Package registry 401/403 errors {#package-registry-errors}

If an npx --yes @cmbrcreative/valinor run (or an advanced-path npm install) fails with a 401 or 403 from npm.pkg.github.com, the @cmbrcreative scope-to-registry mapping or its authentication token is missing from your ~/.npmrc. On a fresh machine this is the expected starting state; it can also happen when init's auth pre-flight couldn't complete (for example, gh wasn't installed at the time).

Add the following to your global ~/.npmrc (create it if it doesn't exist):

@cmbrcreative:registry=https://npm.pkg.github.com
//npm.pkg.github.com/:_authToken=<your-gh-token>

Get the token:

gh auth login -h github.com -s read:packages

Why not gh auth refresh? gh auth refresh -s read:packages looks like it should add the scope, but it silently fails to apply read:packages in most configurations. Always use gh auth login when you need this scope.

Once logged in, run gh auth token to get the gho_… value and paste it as <your-gh-token> in ~/.npmrc, then re-run the failed command.

This setup is a true prerequisite, not a fallback: the npx --yes @cmbrcreative/valinor@latest form has to resolve the package from GitHub Packages before valinor init (and its auth pre-flight) can ever run.

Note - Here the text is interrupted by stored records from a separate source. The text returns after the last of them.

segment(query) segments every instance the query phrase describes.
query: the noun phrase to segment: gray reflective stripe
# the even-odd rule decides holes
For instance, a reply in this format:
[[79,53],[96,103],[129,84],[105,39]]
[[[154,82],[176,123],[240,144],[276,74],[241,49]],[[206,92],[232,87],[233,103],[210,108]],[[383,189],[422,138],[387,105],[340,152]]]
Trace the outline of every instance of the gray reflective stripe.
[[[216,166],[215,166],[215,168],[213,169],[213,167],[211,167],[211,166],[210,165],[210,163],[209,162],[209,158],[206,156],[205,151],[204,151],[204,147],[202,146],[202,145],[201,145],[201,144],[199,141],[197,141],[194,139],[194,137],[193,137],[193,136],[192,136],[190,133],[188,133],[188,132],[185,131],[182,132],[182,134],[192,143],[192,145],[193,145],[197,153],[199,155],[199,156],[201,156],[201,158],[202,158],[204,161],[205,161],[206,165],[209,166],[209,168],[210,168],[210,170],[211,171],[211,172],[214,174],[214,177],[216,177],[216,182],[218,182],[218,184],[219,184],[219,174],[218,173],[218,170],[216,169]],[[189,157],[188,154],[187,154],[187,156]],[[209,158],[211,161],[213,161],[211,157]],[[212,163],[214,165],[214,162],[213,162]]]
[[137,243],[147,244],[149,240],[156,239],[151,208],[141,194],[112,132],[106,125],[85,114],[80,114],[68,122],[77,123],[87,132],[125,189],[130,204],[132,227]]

npx valinor fails with "could not determine executable to run"

npm error could not determine executable to run

The short form npx valinor … resolves the binary from a local install — it only works in a repo where @cmbrcreative/valinor is already in node_modules (the advanced dev-dependency path). On any other repo — the normal case — use the full package name:

npx --yes @cmbrcreative/valinor@latest init .

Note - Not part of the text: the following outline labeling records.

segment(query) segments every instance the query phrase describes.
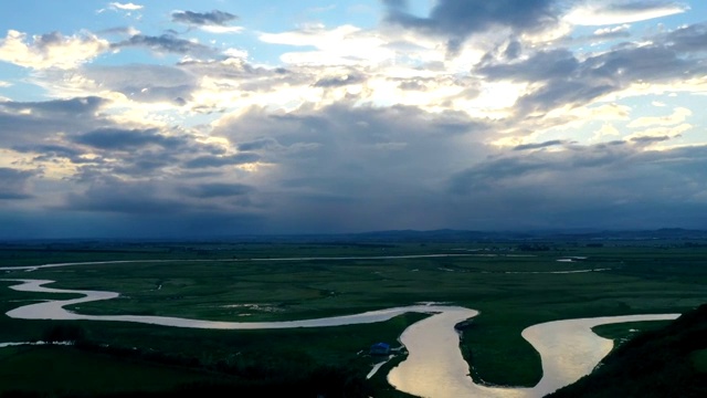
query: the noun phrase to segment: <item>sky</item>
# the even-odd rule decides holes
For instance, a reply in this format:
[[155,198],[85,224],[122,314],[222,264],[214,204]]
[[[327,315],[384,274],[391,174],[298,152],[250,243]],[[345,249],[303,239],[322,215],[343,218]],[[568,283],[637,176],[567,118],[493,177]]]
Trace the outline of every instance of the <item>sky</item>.
[[0,239],[707,228],[701,0],[6,1]]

Every command works the same way (npx --yes @cmbrcreative/valinor@latest claims-verify, …).

A gate prints "dist/ not built"

check-…: dist/ not built — run `npm run build` first

This appears when running Valinor's gate scripts from a source checkout before building. When you use the published package via npx valinor …, the build is already done — this message is only relevant to contributors working inside the Valinor repository.

claims-verify exits non-zero ("N/M drifted")

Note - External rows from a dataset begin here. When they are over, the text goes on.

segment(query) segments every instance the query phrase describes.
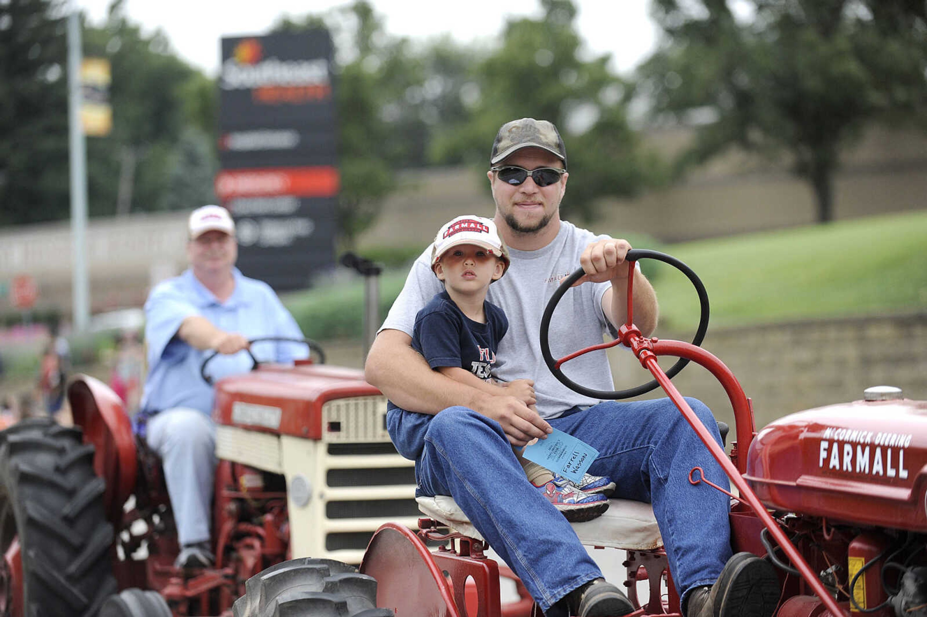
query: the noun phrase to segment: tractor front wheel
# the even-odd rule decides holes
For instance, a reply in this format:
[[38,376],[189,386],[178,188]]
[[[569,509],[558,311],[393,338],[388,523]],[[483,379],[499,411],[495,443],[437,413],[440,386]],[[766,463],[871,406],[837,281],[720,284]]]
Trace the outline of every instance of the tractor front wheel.
[[81,430],[49,418],[0,433],[0,600],[13,617],[95,617],[117,592],[93,463]]
[[353,566],[332,560],[303,558],[283,561],[245,583],[245,595],[233,606],[235,617],[393,617],[376,608],[376,580]]
[[172,613],[157,591],[130,587],[118,596],[110,596],[97,617],[172,617]]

A claim no longer holds. Each failing claim prints a ✗ <id> — <detail> line naming what was expected. Open claims.yml, find the claim by id, and either fix the repo so the claim is true again (the usual case — a claim is a spec) or, if the claim itself is now wrong, update it. claims-verify fails closed: any drift is a non-zero exit.

repo-settings-check reports ⚠ UNVERIFIABLE

⚠ allow_auto_merge: UNVERIFIABLE — the current token cannot read this field.

Two repo merge-setting booleans (allow_auto_merge, delete_branch_on_merge) are only readable by a classic repo-scoped token; the built-in Actions token returns them as null. The check fails closed rather than reporting a phantom drift. To resolve, either provide a token tier that can read the field (see the CLI reference) or set verify: false on that field in governance.config.yml (with a reason) to stop gating it.

A GitHub command fails to read the ruleset or settings

branch-protection-check, branch-protection-sync, repo-settings-check, and repo-settings-sync call the GitHub API and read GITHUB_TOKEN plus GITHUB_REPOSITORY (owner/repo) from the environment. A read failure exits non-zero with the underlying error. Confirm GITHUB_TOKEN is set with sufficient scope and that GITHUB_REPOSITORY is present (Actions sets it automatically; set it yourself when running locally).

valinor baseline refuses to write

⚠ baseline would grow … refusing to write — fix the new finding(s) first

When a committed baseline already exists, baseline refuses to regenerate if doing so would inflate any finding count — otherwise it would be a one-command bypass of the block-on-new guarantee. Fix the new findings instead. To deliberately re-snapshot from scratch, delete the committed baseline first, then re-run.

check-doc-freshness flags dead internal links, dead config references, and dead valinor / npm run command references; check-docs-coverage flags orphan docs (no governing manifest entry) and stub docs (near-empty placeholders). The error names the offending path — fix the reference, govern the doc, or remove it.